The 8th Annual Macon Film Festival (MaGa), a Knight Arts grantee, ended yesterday. Whether people showed up due to a love for filmmaking, the chance to rub elbows with the stars, or just to drink the MaGa-tinis, the effect was just the same. The film festival was, by all accounts, a big success. Over the weekend, my social feeds (Twitter, Facebook, Instagram, etc.) were filled with pictures from the festival, so I thought “What better way to sum up MaGa #8 than with a round-up of online commentary?” I think it’s fascinating to look at an event through the online content created around it. Maybe you do, too? Either way, this is a portion of what I found.
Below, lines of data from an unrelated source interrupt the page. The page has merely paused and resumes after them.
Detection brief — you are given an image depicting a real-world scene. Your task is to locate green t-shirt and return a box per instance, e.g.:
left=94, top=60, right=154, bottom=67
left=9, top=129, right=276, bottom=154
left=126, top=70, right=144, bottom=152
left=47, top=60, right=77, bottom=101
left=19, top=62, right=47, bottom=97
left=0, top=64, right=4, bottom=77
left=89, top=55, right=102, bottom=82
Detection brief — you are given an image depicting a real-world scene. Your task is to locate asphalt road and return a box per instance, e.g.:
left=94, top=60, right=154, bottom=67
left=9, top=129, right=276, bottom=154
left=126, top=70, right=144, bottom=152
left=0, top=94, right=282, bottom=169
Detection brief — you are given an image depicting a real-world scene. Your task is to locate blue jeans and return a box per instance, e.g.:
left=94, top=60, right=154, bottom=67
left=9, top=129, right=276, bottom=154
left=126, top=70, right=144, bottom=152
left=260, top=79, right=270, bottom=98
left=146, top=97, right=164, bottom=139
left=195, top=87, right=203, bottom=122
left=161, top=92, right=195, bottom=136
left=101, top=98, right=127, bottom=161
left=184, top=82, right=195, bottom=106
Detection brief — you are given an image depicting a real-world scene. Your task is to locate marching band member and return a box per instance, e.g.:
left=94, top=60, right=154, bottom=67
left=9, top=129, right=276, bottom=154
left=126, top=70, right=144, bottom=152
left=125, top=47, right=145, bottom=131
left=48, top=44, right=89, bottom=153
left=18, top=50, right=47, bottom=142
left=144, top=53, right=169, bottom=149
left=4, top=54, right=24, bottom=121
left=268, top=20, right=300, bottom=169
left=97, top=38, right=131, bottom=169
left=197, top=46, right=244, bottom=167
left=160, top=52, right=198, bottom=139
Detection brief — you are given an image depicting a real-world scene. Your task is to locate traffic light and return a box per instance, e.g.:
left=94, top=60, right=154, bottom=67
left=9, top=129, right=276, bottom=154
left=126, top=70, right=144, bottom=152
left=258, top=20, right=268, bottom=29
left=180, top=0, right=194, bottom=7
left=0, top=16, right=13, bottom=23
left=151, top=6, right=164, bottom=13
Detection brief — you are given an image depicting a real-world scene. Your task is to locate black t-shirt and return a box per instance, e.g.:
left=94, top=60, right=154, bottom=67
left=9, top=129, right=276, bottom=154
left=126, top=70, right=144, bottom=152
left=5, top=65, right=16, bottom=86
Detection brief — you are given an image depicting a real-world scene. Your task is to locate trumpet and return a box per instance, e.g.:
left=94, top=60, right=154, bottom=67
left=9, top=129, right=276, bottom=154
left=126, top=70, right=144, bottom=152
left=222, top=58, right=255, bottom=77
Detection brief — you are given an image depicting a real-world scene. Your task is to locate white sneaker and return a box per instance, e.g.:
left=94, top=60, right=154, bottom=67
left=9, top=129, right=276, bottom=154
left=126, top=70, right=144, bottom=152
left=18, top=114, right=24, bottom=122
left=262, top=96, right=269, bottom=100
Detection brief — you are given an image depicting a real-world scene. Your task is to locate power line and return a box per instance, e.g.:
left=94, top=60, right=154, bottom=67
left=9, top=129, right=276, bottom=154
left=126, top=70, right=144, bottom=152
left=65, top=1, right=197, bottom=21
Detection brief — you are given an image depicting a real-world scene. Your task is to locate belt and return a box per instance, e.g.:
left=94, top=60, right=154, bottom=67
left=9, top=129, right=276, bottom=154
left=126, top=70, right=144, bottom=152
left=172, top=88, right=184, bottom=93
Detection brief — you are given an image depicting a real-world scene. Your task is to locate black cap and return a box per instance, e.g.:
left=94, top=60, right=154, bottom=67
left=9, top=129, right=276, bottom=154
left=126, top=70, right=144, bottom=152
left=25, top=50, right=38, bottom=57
Blogging is still cool. Filmmakers wrote about their films and their participation in the festival. Jonathan Hickman blogged about the film he helped write and edit called “The Man Who Ate New Orleans” on DailyFilmFix.com. I caught the screening on Friday, and I give it two thumbs up. Emmy-winner Cady McClain discussed being in Macon for the screening of “How We Got Away With It” on her personal blog, CadyMcClain.com. She’s an associate producer on the film, directed by Jon Lindstrom. Local blogger Angel Collins shared her experiences with daily blog posts about the festival. MaGa was definitely a hit in the blogsphere. (Is it still okay to say “blogosphere?”)
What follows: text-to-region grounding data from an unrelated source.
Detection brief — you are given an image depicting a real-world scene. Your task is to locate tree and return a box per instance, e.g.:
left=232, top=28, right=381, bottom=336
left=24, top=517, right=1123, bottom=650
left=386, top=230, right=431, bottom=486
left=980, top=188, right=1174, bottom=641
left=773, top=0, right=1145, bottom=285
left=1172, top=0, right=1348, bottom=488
Journalists love MaGa, too. Students from Mercer University’s Center for Collaborative Journalism (CCJ) were heavily involved in interviewing the filmmakers and in live-tweeting the event. They even storified it. (Or is it spelled “storyfied?” My spell check tells me both are incorrect, so feel free to enlighten me in the comments.) CCJ’s partners in collaboration, Georgia Public Broadcasting (GPB) and The Telegraph (Macon.com) didn’t miss a beat. Burgess Brown, a CCJ student, covered the event for Georgia Public Broadcasting, with a piece titled “Soap Star Comes To Macon Film Festival.” Debbie Blankenship wrote a story for The Telegraph titled “Annual Macon Film Festival draws stars, filmmakers and move lovers.” And, local television station, 13WMAZ posted a video simply titled “Macon Film Festival Comes to Town.” It’s what PR professionals would call “lots of earned media.”
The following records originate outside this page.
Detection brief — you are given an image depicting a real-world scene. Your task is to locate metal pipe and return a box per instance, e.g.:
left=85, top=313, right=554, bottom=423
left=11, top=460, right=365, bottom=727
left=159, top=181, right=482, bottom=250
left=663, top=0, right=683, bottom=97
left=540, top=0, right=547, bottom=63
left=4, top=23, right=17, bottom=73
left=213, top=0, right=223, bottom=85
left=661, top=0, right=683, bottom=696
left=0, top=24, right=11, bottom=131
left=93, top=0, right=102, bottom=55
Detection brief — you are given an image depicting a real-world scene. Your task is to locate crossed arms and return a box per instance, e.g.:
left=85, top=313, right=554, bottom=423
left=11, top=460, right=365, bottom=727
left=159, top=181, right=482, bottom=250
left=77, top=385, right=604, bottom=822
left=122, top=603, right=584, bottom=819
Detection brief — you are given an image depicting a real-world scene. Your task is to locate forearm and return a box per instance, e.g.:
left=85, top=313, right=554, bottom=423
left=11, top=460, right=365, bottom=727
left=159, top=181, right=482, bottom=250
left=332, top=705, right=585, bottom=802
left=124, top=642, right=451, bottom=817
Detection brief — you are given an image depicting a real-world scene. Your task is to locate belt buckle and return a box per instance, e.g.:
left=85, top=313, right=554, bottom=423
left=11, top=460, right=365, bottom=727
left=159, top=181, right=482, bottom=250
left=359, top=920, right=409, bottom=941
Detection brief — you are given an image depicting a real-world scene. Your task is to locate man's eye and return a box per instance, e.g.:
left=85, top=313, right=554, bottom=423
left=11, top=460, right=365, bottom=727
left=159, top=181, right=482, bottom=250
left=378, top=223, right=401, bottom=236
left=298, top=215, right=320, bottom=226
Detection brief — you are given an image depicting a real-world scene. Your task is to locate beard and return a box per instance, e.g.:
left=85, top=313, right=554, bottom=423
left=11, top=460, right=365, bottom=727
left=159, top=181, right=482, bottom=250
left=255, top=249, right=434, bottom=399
Here on KnightArts.org, I wrote a blog post about the kick-off screening of “The Buddy Holly Story.” Knight Foundation Program Director for Macon Beverly Blake also wrote a post on the role the film festival plays in community building. Read it here. It’s particularly relevant, because along with showcasing great filmmaking, the Macon Film Festival is doing something more — establishing a presence for Macon, online and off, that will hopefully resonate in the movie industry. A quick Google search for “Macon Film Festival” tells a story of Macon that is positive and inviting. I encourage any filmmakers reading this blog to give Macon extra consideration for an upcoming project. Not only is the city full of unique architecture and camera-friendly locations, but the community is openly inviting you by throwing a big party for you every year. Ask anyone who’s attended the Macon Film Festival and they will tell you, “Macon is a filmmaker’s city.”